My mother's pain stopped the moment the authorities took over. Her own leg was cured as she walked back home. We wondered if it was a sort of double premonition she had, if she'd felt so deeply for Donald because of a subconscious knowledge of what was to come for her own father. Eric's condition fascinated and frightened us but we were never able to make Victory speak of it with any emotion other than scorn. She told us that neither her mind nor her body would have felt sympathy for Eric because he deserved none. There were those, and my mother said this as if she was numbered amongst them, who said they wouldn't put it past Eric to have chopped off his own leg so as not to have to work at all, ever again. Of course this was rubbish; he was hardly working himself to the bone before it happened.

Mind you, in a way he did chop off his own leg, or made a good start to the job. It happened before I was born, one day when Editha was down with a bad dose of flu, far too poorly to carry let alone to chop wood. Grumbling all the way to the wood shed, Eric grudgingly picked up a log, set it too close to the edge of the chopping block and raised the axe. The log shot into the air as the axe came down and Eric, slipping backwards, made an impressive and very bloody dent in his left leg, about halfway between knee and ankle. They had no telephone, besides, Eric, not being a great one for doctors, wouldn't have phoned for help anyway. Instead he limped to the house, called Editha from her sick bed, made such a fuss that she was barely able to clean the wound, then sat for several weeks without letting her change his bandage. Did he not want the leg to heal? We shall never know; only Victory ever had the courage to ask and he gave her a gruesome snarl in answer. As Eric's luck would have it, Editha recovered and was well enough to walk out for help not long after gangrene set in. It was also fortunate for our grandfather that the day they came and carted him off for his amputation, was the very day Chamberlain made his ‘no such undertaking' speech; so Eric was able, by a hair's breadth, to boast that he'd lost his leg in the war.

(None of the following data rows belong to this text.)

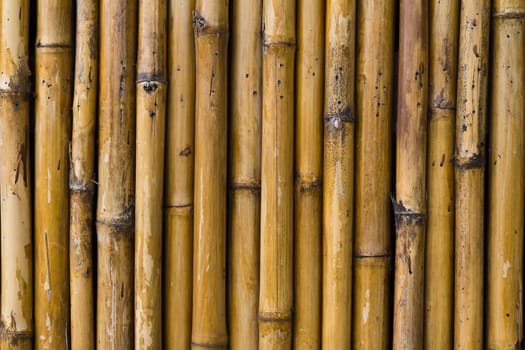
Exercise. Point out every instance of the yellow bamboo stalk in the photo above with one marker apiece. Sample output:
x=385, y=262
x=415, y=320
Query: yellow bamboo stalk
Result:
x=506, y=172
x=245, y=173
x=210, y=22
x=54, y=72
x=469, y=173
x=338, y=174
x=16, y=328
x=372, y=247
x=179, y=177
x=116, y=171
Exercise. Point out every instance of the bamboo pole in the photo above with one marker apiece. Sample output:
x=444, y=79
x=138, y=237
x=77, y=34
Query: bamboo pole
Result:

Being an amputee sets one apart, it must be like being blond in China. Although we were a hotchpotch of children and often stared at for our own differences, we were as prone to gaze and gawp at Grandad as any stranger might have been. There's something appalling and mysterious about an unstuffed trouser leg, in Eric's case a tube held together with three fancy safety pins, the kind usually seen at the hems of kilts. It's absence that attracts the eye. His remaining leg was hardly worthy of consideration, we kids seldom wondered how it felt, never asked ourselves did it ache in sympathy, did it pine for its partner? A shining white band would sometimes peep at us from the space between his sock and his filled trouser leg, but that was merely flesh, not nearly as absorbing as the lack on the other side of his groin. Then there was the question, not spoken aloud, but once whispered in the dark from child to child, of what happened to Eric's other shoes. This question had been hanging around, loitering with intent, for years before it made its hushed appearance. There was no sign of these surplus items, they weren't to be found, alone and dusty, under dressers or on top of wardrobes. We'd all wondered at their fate, but never dared to ask, until one day, when we were living in a little caravan at Eric and Editha's smallholding, Editha went shopping and bought Eric a new shoe. A single brown leather lace-up, size eleven. For a right foot. It was January the thirtieth, his birthday; Editha rarely shopped. I watched him unwrap his gift, give a grateful grunt, and discard his old, black, footwear to try on the new. The old shoe was put in the dustbin, although, since Eric's only journeys were from bed to chair, it wasn't exactly worn out.

That night, in our caravan, Fabian and I lay awake long after the smaller children had fallen asleep, discussing in whispers the fate of the left brown lace-up. We couldn't believe that our Granny would simply throw away a brand new leather shoe. She was, by necessity if not by nature, a thrifty soul, such waste would have seemed criminal to her.